The Best Way to Eat Asparagus:
            Keep it simple, silly.  All you have to do it rinse it, place the spears single layer on a pan, and bake at 350 degrees (I use my toaster over) for about 8-10 minutes, until you can pierce with a fork but it’s not soft and mushy or shriveled.  Then pour on some melted butter and sprinkle on some salt.  This is the best, most purest way to eat asparagus. 
            I used to think that I had to do all kinds of fancy steps to make good meals.  But as I’ve gotten older and began using fresher ingredients, I’m learning that simple is better.  Great produce doesn’t need a lot.  Just a little butter and salt, maybe some pepper, is the best for a lot of things.  This allows the freshness and the subtle flavors of the vegetable to shine through.  And a fresh asparagus spear is near the top of the list when it comes to fresh, green flavor.  Don’t smother it. 
            Funny thing is, I didn’t know if I liked asparagus until I already planned to put the bed in.  I just knew I wanted this plant that would produce for many years, and so I decided that I had to like asparagus.  Even before I tried it.  But I was greatly pleased to find out after trying it for the first time – after the bed was planted that first spring – that I love the green taste of it.  Coming out of a long winter filled with heavy foods, nothing is better than light, fresh green plants.  My body craves it as it gets to the end of winter. 

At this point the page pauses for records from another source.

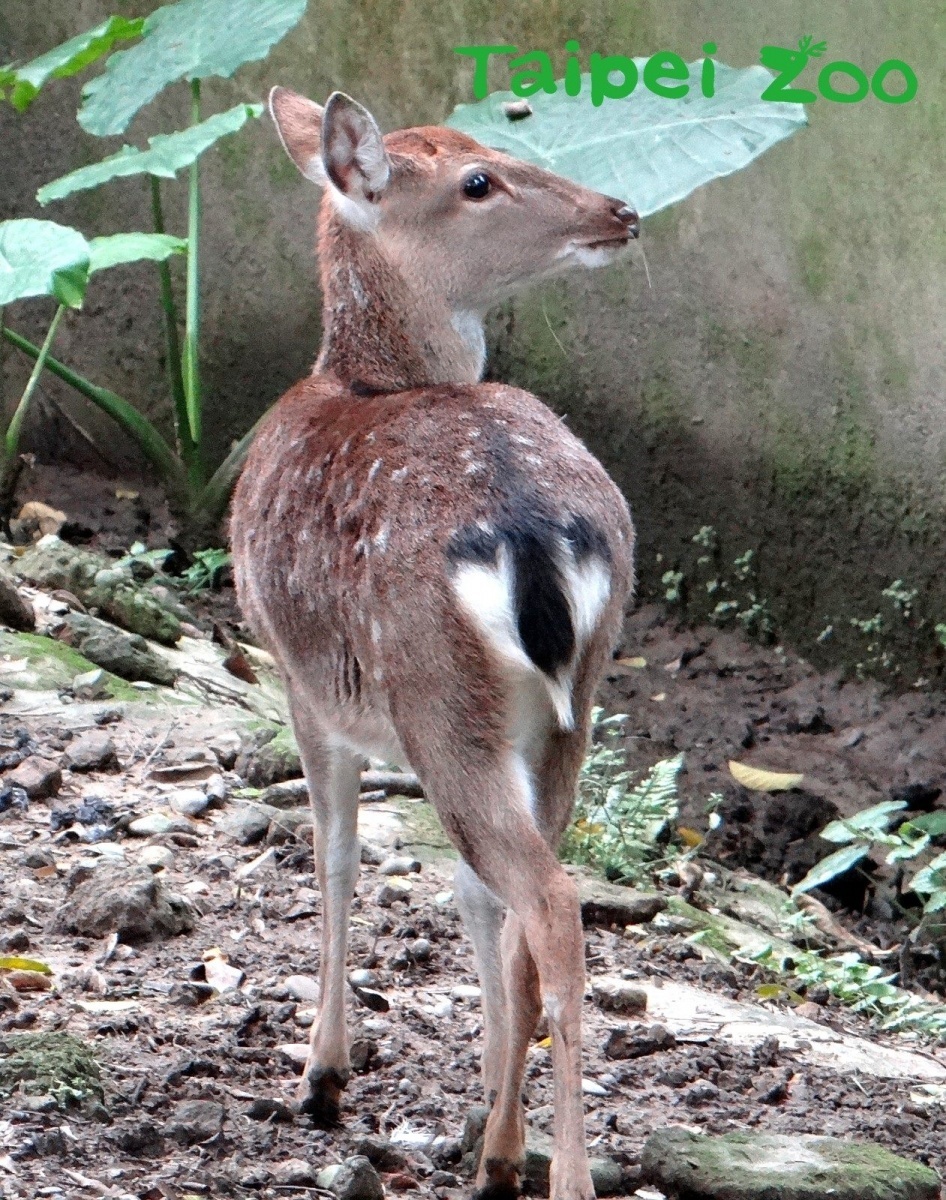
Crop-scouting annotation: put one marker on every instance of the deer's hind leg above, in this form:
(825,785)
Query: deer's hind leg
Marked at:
(333,777)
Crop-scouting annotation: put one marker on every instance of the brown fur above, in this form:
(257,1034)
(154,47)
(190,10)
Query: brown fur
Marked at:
(342,527)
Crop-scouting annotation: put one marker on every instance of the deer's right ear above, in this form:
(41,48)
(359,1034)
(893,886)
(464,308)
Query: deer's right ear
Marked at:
(299,124)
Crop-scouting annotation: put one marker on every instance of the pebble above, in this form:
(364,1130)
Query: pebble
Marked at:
(396,865)
(363,978)
(91,751)
(39,778)
(156,857)
(190,802)
(195,1121)
(303,988)
(618,996)
(355,1179)
(391,892)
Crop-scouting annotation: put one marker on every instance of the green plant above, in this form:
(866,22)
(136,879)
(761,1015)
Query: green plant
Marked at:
(618,825)
(189,41)
(204,570)
(870,831)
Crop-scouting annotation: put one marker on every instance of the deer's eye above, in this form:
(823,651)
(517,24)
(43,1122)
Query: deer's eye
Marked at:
(477,186)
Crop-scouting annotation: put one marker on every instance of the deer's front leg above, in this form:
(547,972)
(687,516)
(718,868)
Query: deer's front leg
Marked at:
(333,778)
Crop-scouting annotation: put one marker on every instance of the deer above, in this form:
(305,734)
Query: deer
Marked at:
(439,569)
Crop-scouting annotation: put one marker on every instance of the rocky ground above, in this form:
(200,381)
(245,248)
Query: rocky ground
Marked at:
(180,919)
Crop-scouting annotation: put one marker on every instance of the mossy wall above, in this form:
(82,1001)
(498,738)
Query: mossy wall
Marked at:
(783,378)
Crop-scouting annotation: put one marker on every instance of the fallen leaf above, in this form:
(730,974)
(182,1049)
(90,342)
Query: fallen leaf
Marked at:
(12,963)
(758,779)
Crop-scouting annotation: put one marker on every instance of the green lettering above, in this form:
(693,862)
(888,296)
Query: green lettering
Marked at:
(854,72)
(527,83)
(666,66)
(480,54)
(911,83)
(790,64)
(602,66)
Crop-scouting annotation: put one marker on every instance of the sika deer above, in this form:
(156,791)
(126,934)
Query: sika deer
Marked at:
(441,569)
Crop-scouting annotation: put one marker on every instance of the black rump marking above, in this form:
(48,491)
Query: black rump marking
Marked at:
(543,612)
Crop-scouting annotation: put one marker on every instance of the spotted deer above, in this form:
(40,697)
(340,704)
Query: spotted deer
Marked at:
(439,569)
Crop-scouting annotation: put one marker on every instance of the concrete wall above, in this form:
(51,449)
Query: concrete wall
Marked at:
(782,381)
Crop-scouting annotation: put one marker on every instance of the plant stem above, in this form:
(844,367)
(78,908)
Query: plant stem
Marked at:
(192,330)
(172,340)
(11,438)
(137,426)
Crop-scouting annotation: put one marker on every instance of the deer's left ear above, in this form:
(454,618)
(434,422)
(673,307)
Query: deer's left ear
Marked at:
(352,149)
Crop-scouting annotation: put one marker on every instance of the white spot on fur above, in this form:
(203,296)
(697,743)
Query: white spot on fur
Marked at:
(469,328)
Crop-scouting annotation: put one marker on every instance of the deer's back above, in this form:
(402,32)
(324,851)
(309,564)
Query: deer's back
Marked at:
(353,514)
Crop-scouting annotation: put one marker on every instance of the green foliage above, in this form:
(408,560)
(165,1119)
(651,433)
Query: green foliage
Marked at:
(863,987)
(642,148)
(23,83)
(191,40)
(620,827)
(166,155)
(41,258)
(205,569)
(870,831)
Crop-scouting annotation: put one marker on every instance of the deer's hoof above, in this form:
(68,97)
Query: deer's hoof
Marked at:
(321,1099)
(502,1181)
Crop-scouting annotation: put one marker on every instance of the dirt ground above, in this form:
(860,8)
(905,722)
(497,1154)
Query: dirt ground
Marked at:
(712,695)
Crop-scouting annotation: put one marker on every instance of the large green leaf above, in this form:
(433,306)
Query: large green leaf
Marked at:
(190,40)
(646,149)
(67,59)
(132,247)
(166,154)
(41,258)
(831,868)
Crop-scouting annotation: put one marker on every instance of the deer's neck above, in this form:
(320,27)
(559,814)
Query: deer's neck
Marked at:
(383,331)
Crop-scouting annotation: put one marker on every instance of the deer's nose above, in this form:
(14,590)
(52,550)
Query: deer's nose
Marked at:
(629,217)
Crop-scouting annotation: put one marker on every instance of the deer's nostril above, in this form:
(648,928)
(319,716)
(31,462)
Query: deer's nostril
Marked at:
(630,219)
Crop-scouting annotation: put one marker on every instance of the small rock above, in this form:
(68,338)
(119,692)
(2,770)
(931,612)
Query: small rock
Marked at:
(606,904)
(249,823)
(363,978)
(15,610)
(217,791)
(195,1121)
(156,857)
(130,901)
(618,996)
(39,778)
(265,1109)
(155,823)
(396,865)
(752,1165)
(90,684)
(189,802)
(294,1173)
(638,1041)
(391,892)
(91,751)
(355,1180)
(303,988)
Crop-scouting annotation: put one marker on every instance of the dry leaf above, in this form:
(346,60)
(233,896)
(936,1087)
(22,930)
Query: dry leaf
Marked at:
(758,779)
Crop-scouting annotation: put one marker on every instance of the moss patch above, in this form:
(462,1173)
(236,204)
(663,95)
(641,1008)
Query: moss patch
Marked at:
(55,1065)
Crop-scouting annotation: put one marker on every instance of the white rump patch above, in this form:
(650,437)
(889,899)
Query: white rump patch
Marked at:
(588,585)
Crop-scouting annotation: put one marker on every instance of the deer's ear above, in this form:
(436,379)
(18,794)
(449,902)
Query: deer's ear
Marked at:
(352,149)
(299,124)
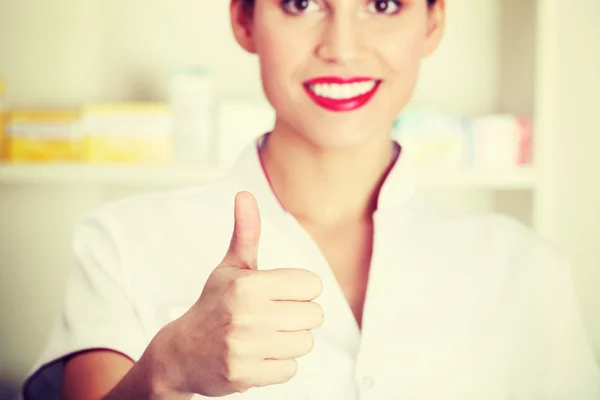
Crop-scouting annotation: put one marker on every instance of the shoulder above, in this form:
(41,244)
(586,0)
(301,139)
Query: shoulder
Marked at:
(161,230)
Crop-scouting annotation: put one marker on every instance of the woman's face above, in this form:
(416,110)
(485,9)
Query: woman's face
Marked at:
(338,72)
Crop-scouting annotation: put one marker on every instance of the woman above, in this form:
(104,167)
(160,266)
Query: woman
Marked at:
(410,302)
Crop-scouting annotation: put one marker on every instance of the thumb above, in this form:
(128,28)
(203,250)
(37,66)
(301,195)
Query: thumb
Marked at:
(243,249)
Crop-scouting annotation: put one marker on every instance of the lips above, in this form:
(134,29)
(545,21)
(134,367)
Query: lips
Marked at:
(341,94)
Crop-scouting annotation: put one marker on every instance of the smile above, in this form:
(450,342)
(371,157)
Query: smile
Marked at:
(341,94)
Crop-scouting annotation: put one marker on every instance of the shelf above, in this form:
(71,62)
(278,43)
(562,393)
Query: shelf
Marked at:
(517,178)
(78,174)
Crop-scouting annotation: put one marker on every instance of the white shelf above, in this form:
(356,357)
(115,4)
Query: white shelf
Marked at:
(516,178)
(79,174)
(104,174)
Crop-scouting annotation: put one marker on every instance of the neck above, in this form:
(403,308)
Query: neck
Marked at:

            And so, looking out at the snow, I’m praying that God has carried those asparagus roots through this long winter and that I will see them bursting into life soon.  Just as I pray that He carries me through my long emotional “winters” and that He carries my children through my years of parenting, helping them burst into the life they were made for when they move into adulthood.  I can’t do this without Him!